The Things We Do to Our Friends(84)



Tabitha nodded eagerly, and Ava seemed willing enough.

We climbed up the ladder in our scarves and coats, shivering as we ascended. Ava, Tabitha, and I.

Up high so we could see the spread of the New Town around us, glittering on demand, like we’d turned it on at the plug for our own evening enjoyment. The air was crisp and it was quiet. We took our glasses and we lay out.

I thought back to Jack, champagne and his hands on my neck, the drink coming back up my throat. The memory of drinking champagne for the first time during the episode. I had that same feeling of electricity, that acidic buzz. Although maybe I’m conflating these feelings in my mind now as I look back, because the whole night took on a strange aura of otherworldliness.

We drank. Not much time passed; we were ravenous, though, filled our glasses again and again, raced like there was a deadline to finish the bottles. In retrospect, I was the one pushing the drinking.

Tabitha got up and pulled me with her, and then we were dancing disjointedly, drunkenly. Ava lay watching us on an old rug.

Tabitha looked so beautiful. Maybe it was coming outside that had reinvigorated her. Alert in the way her gaze moved between Ava and me, and also relaxed—like her limbs were made of jelly—and when she danced she threw her head back in wild laughter at the delight of it, of seeing me, of being up on the roof.

It happened in a second. I reached out and I think she thought I was going to hug her; she leaned forward, smiling slightly, swaying a little.

At first, maybe I did plan to hug her; we so often touched—our hands, our arms, grazing, clawing, exploring each other all the time as if it was the only way to be close. It wouldn’t have been out of character.

In that moment, as my cold hands met her shoulders, I didn’t draw her closer.

How I felt about Tabitha was painful and hot and swirling. The cleanest of feelings, and an excruciating cocktail of love and hate and joy all at once.

Both hands, and one met each of her shoulders.

I gave her a push.

One quick, final push.

She reached out to steady herself—to hold on to me—but I stepped back as quickly as I’d done it.

She fell.

There was no other outcome. Stopping had been impossible, even if I’d wanted to, because, like Tabitha, I have always believed in punishment.

Tabitha had taken so much from me. Instead of protecting me, she’d brought the episode back. Dragged it out into the light—dirty and disgusting—and thrown it at me. Everything she’d done and everything she’d promised me had been a lie. She’d forced me to join her in something twisted, and I was the one who’d never be allowed to break free. She’d provoked me until it happened, created me, broken me, made me sick, mimicked me, bent it all, and by the time we reached that point on the roof, it was almost inevitable, because I could do bold things like her.

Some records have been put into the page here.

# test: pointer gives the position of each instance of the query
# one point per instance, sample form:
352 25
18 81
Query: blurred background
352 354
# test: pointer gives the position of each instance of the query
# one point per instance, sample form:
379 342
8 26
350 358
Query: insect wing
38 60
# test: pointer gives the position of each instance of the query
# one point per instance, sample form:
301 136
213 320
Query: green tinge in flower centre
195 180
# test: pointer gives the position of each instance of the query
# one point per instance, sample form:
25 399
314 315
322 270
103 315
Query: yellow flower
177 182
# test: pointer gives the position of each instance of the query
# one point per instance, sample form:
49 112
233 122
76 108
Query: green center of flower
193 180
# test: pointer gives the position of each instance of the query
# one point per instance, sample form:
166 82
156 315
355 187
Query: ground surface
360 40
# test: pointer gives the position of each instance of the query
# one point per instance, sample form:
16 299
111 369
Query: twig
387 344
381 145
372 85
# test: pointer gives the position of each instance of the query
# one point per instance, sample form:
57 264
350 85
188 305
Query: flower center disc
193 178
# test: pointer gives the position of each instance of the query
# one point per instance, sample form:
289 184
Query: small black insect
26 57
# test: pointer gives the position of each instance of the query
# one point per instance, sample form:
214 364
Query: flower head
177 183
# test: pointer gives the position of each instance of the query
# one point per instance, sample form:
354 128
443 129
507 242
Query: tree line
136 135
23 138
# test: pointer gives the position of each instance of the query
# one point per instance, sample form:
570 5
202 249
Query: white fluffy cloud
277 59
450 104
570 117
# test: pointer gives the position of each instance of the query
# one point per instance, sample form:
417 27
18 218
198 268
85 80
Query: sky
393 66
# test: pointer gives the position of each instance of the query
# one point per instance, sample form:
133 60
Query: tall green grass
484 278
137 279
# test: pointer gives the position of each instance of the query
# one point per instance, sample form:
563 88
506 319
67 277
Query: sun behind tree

It could have tied everything up well, because after the mourning, after the disbelief and the reminiscence, death can be very tidy.

That is not how it ended, though, because Tabitha didn’t die.





71


After Tabitha fell, I didn’t have my father to call. I did have Ava, who sprang to life, scrambling up, and suddenly she was next to me because I was frozen, and then she was pulling me back as I tried to step toward the edge of the roof; I think maybe she thought I might jump and follow Tabitha in a grand gesture.

“I didn’t mean to push her—” I started, even though it clearly wasn’t true. Ava was close to me, and I wondered if she’d hit me or shake me or something. She was kinder than that, and she turned me around, put both hands on my shoulders instead, so we were standing there on the roof facing each other.

“I’m calling the ambulance, Clare. Just be calm. You don’t have to do anything at all.”

We were close enough to the edge, and I found it impossible not to peek over; I couldn’t help but look. Scaffolding had broken her fall and presumably saved her life. She was laid out on the boards, framed by steel posts, and she stared up at me, but she was too far down for me to see her true expression. The path of her fall had been bumpy and her body must have ricocheted off the side of the building. I saw that her hips were crooked, and it seemed inconceivable that a body could be so mangled, with her curved neck almost swanlike, or like the goose’s neck as it takes gavage.

Such an unnatural angle for a person.

She twitched.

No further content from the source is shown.